Lombok Nusa Tenggara Barat tak hanya dikenal dengan keindahan alamnya. Di pulau seluas 4.725 kilometer persegi itu juga tersimpan kekayaan tradisi yang menawan. Salah satunya adalah kain Sesek. Ini adalah kain khas Sasak, suku asli dari pulau terbesar di Nusa Tenggara Barat. Kain Sesek telah digunakan sejak ratusan tahun lalu oleh suku Sasak. Kain Sesek merupakan sejenis songket seperti halnya yang terdapat di Sumatra. Biasanya dipakai sebagai baju adat atau hiasan seperti selendang dan penutup kepala.
Sesek dalam bahasa Sasak berarti menenun karena dilakukan dengan menjalin benang satu demi satu (sak sak). Benang yang sudah dijalin kemudian dipadatkan hingga berbentuk layaknya selembar kain dengan cara ditenun memakai alat tenun berbahan kayu yang sepintas seperti dipukul-pukul dan menghasilkan suara khas "tak tak". Nyaris seluruh tahapan pembuatan kain Sesek masih menggunakan peralatan tradisional dan bahan baku yang digunakan sebagian besar masih alami.

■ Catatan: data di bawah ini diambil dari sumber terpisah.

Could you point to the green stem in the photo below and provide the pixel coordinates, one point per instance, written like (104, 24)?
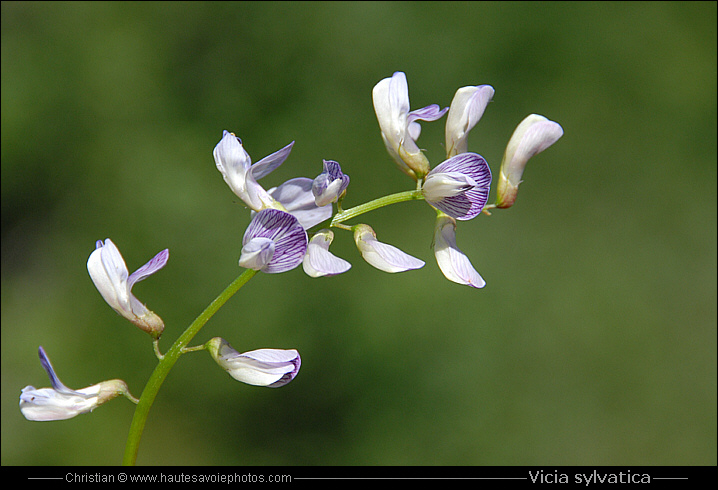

Pembuatan kain Sesek dimulai dari tahapan tetompok atau pemintalan. Benang yang terbuat dari kapas diproses dengan cara dipanjangkan. Selanjutnya, proses tetaneq atau menggulung benang. Setelah benang terbentuk, dimulailah proses tetisiq atau menenun menggunakan alat tenun kayu diteruskan dengan tepinaq atau membentuk motif dengan benang nilon.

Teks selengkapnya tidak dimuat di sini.